Assistant Secretary of the Navy : 1897 - 1898

Coupling T.R.'s good press with his charisma gained him a national reputation for indefatigable honesty; traits valued by newly elected President William McKinley
who appointed TR, in 1897, Assistant Secretary of the Navy. Shortly after taking his appointment, the U.S.S. Maine, anchored off Havana, Cuba, (at that time a
Spanish possession) blew up killing 234 U.S. sailors. Naturally, hawks in the US blamed and demanded war against Spain, who denied all responsibility for the tragedy.
A student of military affairs and international politics, TR knew that the key to winning the brewing conflict with Spain would be to control the seas. When TR's boss,
Secretary Long, unexpectedly went out of town, TR lost no time and cabled Admiral Dewey who was stationed in Hong Kong at the time. TR ordered Dewey to load coal and sail
for the Philippines immediately; and added that should war be declared, then Dewey must, at all costs, prevent the large yet aged Spanish fleet from leaving Manila Harbor.

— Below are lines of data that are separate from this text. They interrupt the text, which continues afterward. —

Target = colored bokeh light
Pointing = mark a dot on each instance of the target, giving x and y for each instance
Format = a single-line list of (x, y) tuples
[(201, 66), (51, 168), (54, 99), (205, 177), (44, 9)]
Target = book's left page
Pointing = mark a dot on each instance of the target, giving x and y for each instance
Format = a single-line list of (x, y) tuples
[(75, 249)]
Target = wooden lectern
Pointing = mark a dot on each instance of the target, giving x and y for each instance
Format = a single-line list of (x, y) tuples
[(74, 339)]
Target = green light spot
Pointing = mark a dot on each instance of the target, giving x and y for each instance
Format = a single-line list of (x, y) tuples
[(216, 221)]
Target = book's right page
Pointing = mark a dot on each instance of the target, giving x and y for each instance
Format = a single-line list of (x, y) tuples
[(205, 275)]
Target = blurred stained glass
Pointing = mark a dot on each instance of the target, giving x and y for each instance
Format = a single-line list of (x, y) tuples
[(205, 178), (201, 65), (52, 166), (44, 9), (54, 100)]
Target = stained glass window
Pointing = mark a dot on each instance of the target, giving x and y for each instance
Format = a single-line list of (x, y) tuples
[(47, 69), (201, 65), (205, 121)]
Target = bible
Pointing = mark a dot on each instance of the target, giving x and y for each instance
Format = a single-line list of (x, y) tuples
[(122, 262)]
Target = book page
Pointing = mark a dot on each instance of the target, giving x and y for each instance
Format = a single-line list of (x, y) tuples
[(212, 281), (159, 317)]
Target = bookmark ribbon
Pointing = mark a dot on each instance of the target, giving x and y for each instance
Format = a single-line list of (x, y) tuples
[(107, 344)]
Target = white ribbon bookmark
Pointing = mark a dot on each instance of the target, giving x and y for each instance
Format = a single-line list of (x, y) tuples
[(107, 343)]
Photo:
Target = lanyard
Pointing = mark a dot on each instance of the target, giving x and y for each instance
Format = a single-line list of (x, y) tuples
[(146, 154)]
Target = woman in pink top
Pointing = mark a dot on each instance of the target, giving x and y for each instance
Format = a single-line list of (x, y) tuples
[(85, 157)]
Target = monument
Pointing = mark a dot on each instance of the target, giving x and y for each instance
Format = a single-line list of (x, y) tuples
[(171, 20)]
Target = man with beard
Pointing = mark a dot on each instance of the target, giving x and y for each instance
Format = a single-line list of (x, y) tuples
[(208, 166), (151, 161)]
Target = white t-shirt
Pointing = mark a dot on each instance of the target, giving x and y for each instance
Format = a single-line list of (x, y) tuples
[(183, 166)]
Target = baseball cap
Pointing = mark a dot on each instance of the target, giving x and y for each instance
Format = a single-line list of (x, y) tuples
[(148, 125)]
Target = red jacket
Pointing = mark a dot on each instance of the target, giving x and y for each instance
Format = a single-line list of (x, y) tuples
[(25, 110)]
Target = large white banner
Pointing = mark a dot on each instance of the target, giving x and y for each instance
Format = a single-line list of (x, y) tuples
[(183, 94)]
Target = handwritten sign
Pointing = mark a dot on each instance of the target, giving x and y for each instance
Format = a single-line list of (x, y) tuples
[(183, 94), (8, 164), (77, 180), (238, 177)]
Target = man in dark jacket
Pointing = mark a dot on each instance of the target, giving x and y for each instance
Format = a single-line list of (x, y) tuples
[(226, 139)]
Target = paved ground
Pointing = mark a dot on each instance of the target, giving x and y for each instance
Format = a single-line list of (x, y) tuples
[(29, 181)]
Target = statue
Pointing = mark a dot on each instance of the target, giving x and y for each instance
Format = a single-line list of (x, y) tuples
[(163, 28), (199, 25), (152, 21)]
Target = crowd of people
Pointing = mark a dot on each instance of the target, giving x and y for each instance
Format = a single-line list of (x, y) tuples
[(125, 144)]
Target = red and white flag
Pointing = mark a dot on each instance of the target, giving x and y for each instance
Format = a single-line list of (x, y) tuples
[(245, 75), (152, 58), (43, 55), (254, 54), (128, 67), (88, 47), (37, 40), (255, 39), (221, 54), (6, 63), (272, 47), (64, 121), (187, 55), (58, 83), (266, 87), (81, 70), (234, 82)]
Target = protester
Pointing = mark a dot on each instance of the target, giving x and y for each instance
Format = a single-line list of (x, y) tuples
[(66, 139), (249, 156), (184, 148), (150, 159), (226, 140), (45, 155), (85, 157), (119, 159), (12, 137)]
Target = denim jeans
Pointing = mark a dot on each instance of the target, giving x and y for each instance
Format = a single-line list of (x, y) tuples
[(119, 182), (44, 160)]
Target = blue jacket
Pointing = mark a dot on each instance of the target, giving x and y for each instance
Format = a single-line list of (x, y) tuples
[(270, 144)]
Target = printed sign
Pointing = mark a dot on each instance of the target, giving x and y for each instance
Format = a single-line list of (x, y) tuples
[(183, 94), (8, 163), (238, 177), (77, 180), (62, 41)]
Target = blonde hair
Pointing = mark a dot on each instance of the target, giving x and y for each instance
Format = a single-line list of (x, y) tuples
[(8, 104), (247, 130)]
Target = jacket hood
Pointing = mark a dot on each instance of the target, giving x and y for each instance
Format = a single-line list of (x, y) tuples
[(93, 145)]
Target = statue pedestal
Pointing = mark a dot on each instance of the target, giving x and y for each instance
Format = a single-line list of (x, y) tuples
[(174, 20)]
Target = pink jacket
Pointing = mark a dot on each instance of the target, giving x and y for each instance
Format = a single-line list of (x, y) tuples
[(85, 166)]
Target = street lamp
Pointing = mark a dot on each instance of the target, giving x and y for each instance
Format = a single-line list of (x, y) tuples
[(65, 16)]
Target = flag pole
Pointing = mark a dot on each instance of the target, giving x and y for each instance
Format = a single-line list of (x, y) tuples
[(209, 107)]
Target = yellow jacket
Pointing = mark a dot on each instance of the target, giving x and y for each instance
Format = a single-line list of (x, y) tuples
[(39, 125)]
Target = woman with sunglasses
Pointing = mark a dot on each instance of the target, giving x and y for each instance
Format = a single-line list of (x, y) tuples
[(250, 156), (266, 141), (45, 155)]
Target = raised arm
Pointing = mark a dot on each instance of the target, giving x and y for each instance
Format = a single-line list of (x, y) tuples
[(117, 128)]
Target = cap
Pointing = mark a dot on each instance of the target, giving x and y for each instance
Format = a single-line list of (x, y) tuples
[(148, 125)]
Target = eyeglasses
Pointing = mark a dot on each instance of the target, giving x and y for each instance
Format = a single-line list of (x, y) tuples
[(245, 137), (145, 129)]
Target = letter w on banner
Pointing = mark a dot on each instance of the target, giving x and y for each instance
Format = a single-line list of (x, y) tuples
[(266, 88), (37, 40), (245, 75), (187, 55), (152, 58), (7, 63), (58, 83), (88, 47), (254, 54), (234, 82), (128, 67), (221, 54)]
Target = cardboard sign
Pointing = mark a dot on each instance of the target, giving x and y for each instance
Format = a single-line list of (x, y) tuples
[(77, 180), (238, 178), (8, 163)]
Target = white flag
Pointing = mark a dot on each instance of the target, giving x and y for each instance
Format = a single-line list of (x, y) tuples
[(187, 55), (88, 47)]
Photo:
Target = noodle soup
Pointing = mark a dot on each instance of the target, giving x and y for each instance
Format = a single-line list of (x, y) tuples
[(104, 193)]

Governor of New York State : 1889 - 1895

Following the success and publicity generated by his exploits in Cuba during the Spanish-American War, T.R. ran for Governor of New York State and won the post.
T.R.'s firebrand approach against corruption and "machine politics" inevitably clashed with the State's political bosses, particularly Mark Hanna and Thomas Platt.
These two bosses decided that the best way to be rid of T.R. would be to "bump him up" into a position of political neutrality: The Vice Presidency.
Read T.R.'s Public Papers as 33rd Governor of the State of New York
1899            1900

Vice-President of the United States : 1901

At the Republican National Convention of 1900, T.R.'s name was put forth by the State machine bosses for nomination as William McKinley’s running mate. Unhappy but always
loyal to the party, T.R. accepted his fate with resignation and campaigned successfully for the McKinley-Roosevelt ticket of 1900. His six months in the office were quiet
and uneventful, until President McKinley was shot by Leo Colgosz on September 13, 1901. Theodore Roosevelt was sworn in as the nation's 26th President at the Wilcox Mansion
near Buffalo, New York, on September 14, 1901.